BRAZZAVILLE (Reuters) - Five candidates who lost an election in Congo Republic have now filed an official challenge to incumbent President Denis Sassou-Nguesso’s victory in a poll last week, a candidate said on Thursday.
Congo’s Constitutional Court has two weeks to analyse the complaints of fraud made against the July 12 election, which the government said Sassou-Nguesso won with 78.6 percent of the vote, securing himself another seven years in power.
“We have lodged our complaint with the Constitutional Court for the same reasons as the others — that is to say, massive fraud,” opposition candidate Clement Mierassa told Reuters.
Mierassa joins fellow opposition candidates Mathias Dzon, Bonaventure Mizidy and Guy Romain Kinfoussia and independent candidate Jean Francois Tchibinda Kouangou in demanding that the court annuls Sassou-Nguesso’s victory due to fraud.
Sassou-Nguesso has been in and out of power since a 1979 coup, losing elections in 1992 before sweeping back into power in a war that destroyed much of the capital in 1997. Most of his rivals were banned from or boycotted the last poll in 2002.
“There was fraud in the electoral lists,” Mierassa said, highlighting the case of Kouilou, in the south of Congo, where he said the 63,000 registered voters were far too high for a population of 92,000 people.
Observers from the African Union and a grouping of central African nations have said that the poll was transparent.
The European Union did not send observers but was highly critical of the preparations of the poll.

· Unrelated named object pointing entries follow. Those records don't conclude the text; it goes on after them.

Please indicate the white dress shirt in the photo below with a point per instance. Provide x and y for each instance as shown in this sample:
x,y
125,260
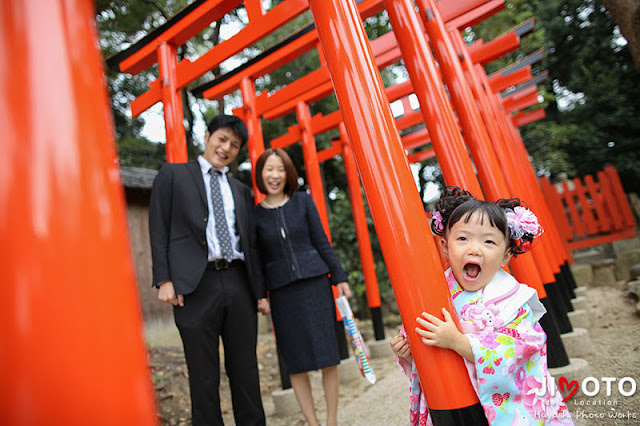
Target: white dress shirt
x,y
229,211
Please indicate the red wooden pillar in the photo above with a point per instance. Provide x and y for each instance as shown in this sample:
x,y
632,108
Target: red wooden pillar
x,y
72,348
408,248
311,164
176,145
435,106
476,135
255,145
362,233
620,196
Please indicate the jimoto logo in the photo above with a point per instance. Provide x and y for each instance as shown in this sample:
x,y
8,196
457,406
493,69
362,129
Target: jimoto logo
x,y
591,386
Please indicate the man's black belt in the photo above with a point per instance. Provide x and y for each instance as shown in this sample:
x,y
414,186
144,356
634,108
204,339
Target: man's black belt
x,y
222,264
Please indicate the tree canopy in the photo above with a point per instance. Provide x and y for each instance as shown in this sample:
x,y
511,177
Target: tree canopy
x,y
592,96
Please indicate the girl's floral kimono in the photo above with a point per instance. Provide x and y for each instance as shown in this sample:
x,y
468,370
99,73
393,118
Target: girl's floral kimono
x,y
510,372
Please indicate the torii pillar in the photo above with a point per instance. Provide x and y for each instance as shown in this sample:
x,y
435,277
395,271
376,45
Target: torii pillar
x,y
396,208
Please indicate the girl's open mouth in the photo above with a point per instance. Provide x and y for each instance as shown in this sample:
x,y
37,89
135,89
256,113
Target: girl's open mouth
x,y
471,271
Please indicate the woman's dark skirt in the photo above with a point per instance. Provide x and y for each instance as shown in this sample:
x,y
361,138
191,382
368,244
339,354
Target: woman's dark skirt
x,y
304,320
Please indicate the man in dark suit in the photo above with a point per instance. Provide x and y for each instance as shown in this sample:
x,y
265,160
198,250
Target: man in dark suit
x,y
205,263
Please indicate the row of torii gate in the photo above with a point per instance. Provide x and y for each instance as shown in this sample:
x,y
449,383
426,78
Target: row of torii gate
x,y
370,142
79,154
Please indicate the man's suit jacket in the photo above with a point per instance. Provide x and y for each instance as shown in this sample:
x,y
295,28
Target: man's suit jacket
x,y
178,215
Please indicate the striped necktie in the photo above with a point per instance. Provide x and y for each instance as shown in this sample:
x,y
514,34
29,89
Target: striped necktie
x,y
222,229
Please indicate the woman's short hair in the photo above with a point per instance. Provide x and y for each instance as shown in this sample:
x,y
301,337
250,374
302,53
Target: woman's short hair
x,y
292,175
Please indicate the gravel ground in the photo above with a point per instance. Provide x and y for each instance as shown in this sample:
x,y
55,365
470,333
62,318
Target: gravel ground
x,y
614,331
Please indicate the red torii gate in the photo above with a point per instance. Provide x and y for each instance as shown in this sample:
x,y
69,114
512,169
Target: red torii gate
x,y
456,167
72,343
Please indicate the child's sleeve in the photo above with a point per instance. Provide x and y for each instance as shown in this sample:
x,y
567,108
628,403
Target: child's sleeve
x,y
518,343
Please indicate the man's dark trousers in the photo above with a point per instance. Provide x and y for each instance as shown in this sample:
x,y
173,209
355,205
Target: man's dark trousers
x,y
221,306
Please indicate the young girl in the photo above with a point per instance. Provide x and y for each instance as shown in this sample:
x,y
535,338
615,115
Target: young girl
x,y
502,343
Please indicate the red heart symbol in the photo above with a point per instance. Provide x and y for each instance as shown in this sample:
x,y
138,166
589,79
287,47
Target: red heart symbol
x,y
572,387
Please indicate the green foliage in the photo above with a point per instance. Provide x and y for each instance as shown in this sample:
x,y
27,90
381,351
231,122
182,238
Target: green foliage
x,y
592,98
139,152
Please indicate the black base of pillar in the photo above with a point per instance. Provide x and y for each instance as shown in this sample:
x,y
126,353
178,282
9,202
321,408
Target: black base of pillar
x,y
563,291
378,326
284,373
466,416
557,306
343,346
556,353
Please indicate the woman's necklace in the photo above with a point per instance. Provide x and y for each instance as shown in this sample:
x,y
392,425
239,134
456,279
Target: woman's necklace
x,y
284,201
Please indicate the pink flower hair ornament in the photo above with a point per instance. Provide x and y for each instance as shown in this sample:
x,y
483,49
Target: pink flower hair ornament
x,y
523,228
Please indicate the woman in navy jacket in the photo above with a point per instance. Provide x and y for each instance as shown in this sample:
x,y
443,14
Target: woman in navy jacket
x,y
297,260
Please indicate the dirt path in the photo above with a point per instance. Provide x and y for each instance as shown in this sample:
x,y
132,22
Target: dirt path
x,y
614,331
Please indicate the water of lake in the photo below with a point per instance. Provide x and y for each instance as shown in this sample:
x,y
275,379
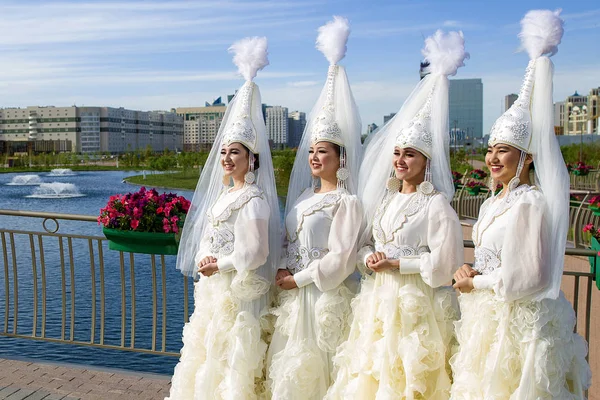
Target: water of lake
x,y
83,193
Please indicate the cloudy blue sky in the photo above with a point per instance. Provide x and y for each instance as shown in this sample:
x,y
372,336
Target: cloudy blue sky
x,y
150,55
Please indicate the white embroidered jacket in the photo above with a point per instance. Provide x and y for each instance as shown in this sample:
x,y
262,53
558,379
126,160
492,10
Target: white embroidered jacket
x,y
422,232
509,237
238,233
322,230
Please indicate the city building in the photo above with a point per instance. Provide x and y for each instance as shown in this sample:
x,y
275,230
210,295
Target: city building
x,y
296,125
386,118
201,124
466,108
581,114
371,127
91,129
509,100
277,125
559,117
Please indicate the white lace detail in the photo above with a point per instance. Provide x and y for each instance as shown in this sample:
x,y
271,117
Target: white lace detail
x,y
251,192
299,256
395,252
417,133
486,260
221,240
329,200
242,129
416,204
507,203
514,126
325,127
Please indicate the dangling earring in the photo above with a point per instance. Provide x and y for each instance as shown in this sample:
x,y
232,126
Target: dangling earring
x,y
316,182
492,186
393,184
515,181
249,177
426,187
342,173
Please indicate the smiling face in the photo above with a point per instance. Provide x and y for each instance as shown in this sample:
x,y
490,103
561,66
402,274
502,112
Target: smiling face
x,y
234,160
503,160
324,160
409,165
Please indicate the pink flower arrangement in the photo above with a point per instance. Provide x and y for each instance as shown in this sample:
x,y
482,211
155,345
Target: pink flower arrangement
x,y
145,211
478,174
595,201
593,231
581,168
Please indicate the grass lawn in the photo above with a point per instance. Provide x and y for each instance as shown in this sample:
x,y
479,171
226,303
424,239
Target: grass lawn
x,y
178,180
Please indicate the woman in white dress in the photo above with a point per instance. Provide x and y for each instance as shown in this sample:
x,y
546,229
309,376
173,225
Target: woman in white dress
x,y
231,238
515,335
322,224
401,335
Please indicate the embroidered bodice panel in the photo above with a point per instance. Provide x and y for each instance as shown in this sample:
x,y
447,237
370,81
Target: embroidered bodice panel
x,y
400,225
491,227
308,224
219,234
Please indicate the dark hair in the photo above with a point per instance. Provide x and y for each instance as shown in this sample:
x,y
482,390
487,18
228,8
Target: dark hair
x,y
256,162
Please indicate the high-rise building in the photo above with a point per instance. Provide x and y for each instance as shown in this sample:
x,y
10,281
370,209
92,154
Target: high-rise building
x,y
559,117
277,125
371,128
509,100
466,108
91,129
201,125
296,125
576,115
386,118
594,110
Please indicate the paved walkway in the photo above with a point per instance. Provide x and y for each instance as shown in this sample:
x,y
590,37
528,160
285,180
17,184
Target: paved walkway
x,y
37,380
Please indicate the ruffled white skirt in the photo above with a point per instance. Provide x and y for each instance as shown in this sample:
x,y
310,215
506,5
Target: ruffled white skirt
x,y
400,341
310,325
225,341
522,350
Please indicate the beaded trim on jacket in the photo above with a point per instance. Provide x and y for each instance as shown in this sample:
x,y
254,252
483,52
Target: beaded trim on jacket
x,y
250,192
415,204
508,202
330,199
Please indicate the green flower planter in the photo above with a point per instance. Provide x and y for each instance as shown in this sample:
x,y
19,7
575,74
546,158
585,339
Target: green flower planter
x,y
595,261
142,242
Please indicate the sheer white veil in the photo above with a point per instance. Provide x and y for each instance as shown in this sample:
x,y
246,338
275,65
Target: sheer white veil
x,y
446,53
541,34
346,116
210,184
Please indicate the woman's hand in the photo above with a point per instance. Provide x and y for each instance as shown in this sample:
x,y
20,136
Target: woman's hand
x,y
281,273
209,269
287,282
374,258
465,272
206,260
384,265
465,285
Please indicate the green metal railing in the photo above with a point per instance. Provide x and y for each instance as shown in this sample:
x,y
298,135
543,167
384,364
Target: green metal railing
x,y
83,256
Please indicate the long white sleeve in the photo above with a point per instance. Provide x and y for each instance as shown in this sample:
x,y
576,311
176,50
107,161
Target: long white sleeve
x,y
330,271
444,239
523,269
251,242
203,249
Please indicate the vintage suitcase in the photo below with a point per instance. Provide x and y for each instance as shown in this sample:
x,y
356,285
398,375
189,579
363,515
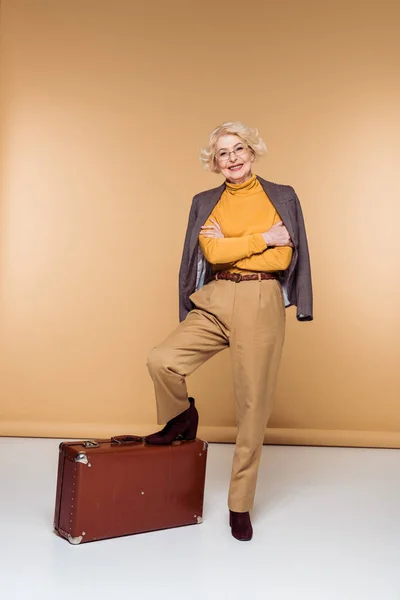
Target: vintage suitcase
x,y
120,486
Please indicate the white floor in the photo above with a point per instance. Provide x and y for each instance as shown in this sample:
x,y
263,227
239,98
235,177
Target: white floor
x,y
326,527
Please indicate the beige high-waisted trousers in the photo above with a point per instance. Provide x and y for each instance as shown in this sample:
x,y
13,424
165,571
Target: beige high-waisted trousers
x,y
249,317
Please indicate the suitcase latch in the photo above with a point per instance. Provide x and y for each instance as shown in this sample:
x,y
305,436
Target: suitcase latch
x,y
91,444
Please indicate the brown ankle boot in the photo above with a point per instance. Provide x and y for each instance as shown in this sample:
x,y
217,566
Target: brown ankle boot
x,y
241,526
181,428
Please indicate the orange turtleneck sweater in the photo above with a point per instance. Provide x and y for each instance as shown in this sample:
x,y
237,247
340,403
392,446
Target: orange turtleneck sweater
x,y
244,212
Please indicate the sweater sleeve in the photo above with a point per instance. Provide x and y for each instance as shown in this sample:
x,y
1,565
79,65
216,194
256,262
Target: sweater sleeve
x,y
277,258
227,250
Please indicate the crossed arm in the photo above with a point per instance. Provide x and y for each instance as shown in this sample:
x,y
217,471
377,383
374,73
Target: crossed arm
x,y
269,251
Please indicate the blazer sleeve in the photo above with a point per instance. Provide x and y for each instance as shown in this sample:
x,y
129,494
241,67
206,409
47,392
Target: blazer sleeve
x,y
303,279
184,272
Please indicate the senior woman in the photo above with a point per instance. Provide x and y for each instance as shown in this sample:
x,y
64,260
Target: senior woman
x,y
245,258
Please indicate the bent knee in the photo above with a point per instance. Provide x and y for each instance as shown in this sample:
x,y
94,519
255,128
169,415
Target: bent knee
x,y
158,360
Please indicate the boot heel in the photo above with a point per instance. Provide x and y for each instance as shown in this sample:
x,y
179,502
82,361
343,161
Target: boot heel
x,y
191,431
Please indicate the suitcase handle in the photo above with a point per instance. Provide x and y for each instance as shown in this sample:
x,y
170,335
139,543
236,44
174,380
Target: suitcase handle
x,y
126,439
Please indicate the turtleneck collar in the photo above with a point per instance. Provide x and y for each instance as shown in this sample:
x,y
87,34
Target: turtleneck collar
x,y
246,186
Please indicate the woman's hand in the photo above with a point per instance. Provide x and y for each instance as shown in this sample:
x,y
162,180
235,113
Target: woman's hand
x,y
278,235
213,231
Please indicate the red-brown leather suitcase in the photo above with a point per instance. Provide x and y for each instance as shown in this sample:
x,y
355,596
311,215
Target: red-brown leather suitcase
x,y
120,486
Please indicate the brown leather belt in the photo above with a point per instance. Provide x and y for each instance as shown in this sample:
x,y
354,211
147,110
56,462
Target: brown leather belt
x,y
238,277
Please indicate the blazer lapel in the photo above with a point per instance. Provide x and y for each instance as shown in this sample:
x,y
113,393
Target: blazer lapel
x,y
277,198
206,205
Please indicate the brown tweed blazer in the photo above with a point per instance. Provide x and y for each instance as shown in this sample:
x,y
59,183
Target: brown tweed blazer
x,y
296,280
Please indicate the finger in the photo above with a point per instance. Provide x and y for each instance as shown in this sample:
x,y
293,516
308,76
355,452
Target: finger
x,y
215,223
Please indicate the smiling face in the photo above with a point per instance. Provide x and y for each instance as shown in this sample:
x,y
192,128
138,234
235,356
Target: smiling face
x,y
233,158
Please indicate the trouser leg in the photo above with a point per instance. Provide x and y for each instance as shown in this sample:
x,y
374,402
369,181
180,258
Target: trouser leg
x,y
256,346
194,341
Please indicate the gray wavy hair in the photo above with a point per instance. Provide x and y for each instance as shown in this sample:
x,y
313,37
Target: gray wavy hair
x,y
250,136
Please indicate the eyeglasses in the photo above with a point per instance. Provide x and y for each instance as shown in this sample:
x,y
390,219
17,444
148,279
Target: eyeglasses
x,y
224,155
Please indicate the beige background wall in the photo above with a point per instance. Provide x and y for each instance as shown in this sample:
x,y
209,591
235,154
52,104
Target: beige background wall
x,y
104,107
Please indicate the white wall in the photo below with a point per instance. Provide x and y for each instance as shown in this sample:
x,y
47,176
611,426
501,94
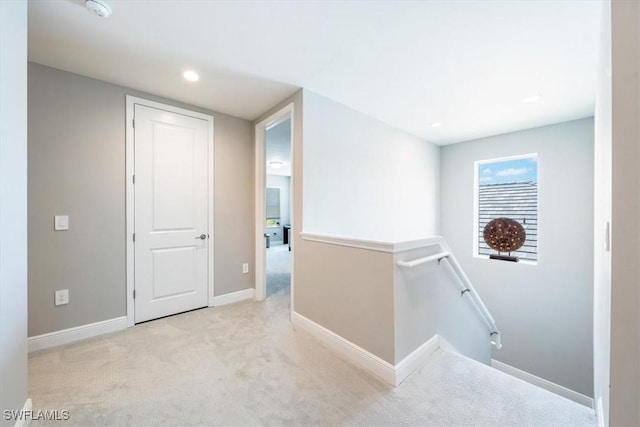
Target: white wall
x,y
13,206
284,184
625,249
365,179
602,215
427,301
544,311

Meanwhile, a local rights group called it blemished by fraud and uncredible.
Herve Ambroise Malonga, Dzon’s lawyer, said the poll could not have been credible as the government had provided three different figures for the number of people eligible to vote.
“What my client saw was not a vote but a stuffing of ballot ... that is why he has asked me to lodge a request to annul the election, which has brought shame on Congo,” Malonga said.